By Suzanne Scholte, Seoul Peace Prize Laureate
For these closing weeks of his Presidency, President Moon Jae-in has an unprecedented and historic opportunity before him: to literally save the lives of hundreds of North Korean refugees currently detained in the People’s Republic of China. These unprecedented and historic factors have put Moon in a position to save the lives of innocent children, women and men who were simply seeking a better life. Here’s why: first, North Korea’s border remains closed making it impossible over the last two years for China to forcefully repatriate any North Koreans back to North Korea. In fact, terrified of the COVID pandemic, North Korea was one of the first nations to close its border. Second, South Korean did not join the United States and other nations last month to boycott the Beijing Olympics. Hence, South Korea is in a better position than most democratic nations who did to request humanitarian consideration for these refugees who face certain beatings, torture, imprisonment and even execution if they are forced back to North Korea. Their repatriation is likely to happen as soon as the border reopens as China wants them gone. An illustration of how much China wants to depopulate their detention centers is the fact that last year they released female North Korean refugees, who were victims of trafficking, back into the hands of their abusers because they could not force them back to North Korea.

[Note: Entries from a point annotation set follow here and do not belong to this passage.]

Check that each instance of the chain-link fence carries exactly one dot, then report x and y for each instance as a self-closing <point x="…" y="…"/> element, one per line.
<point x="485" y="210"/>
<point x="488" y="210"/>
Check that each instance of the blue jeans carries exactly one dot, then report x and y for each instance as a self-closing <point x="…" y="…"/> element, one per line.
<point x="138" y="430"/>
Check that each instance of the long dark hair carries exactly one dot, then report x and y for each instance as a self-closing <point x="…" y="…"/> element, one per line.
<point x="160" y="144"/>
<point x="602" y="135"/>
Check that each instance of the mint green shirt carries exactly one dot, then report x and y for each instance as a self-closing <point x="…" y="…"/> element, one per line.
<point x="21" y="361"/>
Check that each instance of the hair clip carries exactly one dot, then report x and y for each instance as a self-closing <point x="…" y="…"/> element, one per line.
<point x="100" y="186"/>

Those North Koreans remaining in detention in China are in especially grave danger because they escaped in a time when escaping North Korea is more difficult than ever. This means they had to have resources, and to have resources, they must fall into two categories: they are elite Korean Worker’s Party members with access to resources OR they had family in the Republic of Korea that provided support to get them out of North Korea. And what is the fate for members of the Korean Workers party when they are repatriated to North Korea: death by either public execution or slow death in a political prison camp. And what does the DPRK do to North Koreans when it discovers they were trying to get to South Korea: death either by public execution or slow death in a political prison camp.
Thus, Moon is the one person in the world today who can save all these Korean children, women, and men from death by requesting that China allow them safe passage as a humanitarian gesture. It is also an historic time because once again Kim Jong Un is relentlessly testing missiles, and it is an historic fact that China has shown a willingness to allow large numbers of North Korean refugees’ safe passage to the Republic of Korea to show its displeasure with the DPRK’s missile tests. Moon said during his last address before the United Nations that he would work to build “a Korean Peninsula that promotes shared prosperity and cooperation,” and that he would “make ceaseless efforts until my very last day in office.”
As long as Kim Jong Un denies human rights to the people of North Korea there can be no shared prosperity for Koreans living north of the DMZ, and thus those refugees currently held in China can only have prosperity and a future if Moon will act on their behalf.
It could be the greatest, most lasting impact of his Presidency as he could literally rescue refugees being led away to death. Who knows if among these refugees is a future President of South Korea as it is important to remember that Moon’s own family were also once refugees? During the Korean War when U.S. Navy and Merchant Marine ships safely rescued nearly 100,000 North Korea civilians from Hungnam and safely relocated them to South Korea for resettlement, it was Moon’s own family that was among the rescued. Because of that rescue Moon was given the opportunity of freedom and prosperity and a future in South Korea to become the President of the Republic of Korea.
Over 20 former U.S. Government officials recently wrote a bipartisan appeal to President Moon calling for his help for these specific refugees writing, “We hope that you will seize this opportunity as it would be an amazing legacy of your administration if you were to safely rescue these children, women and men before you leave office in May.” The signatories were officials who served in every U.S. Presidential administration since the 1970s including Richard Nixon, Jimmy Carter, Ronald Reagan, George H.W. Bush, Bill Clinton, George W. Bush, Barack Obama and Donald Trump.
Please, President Moon, this an historic opportunity to act on their behalf!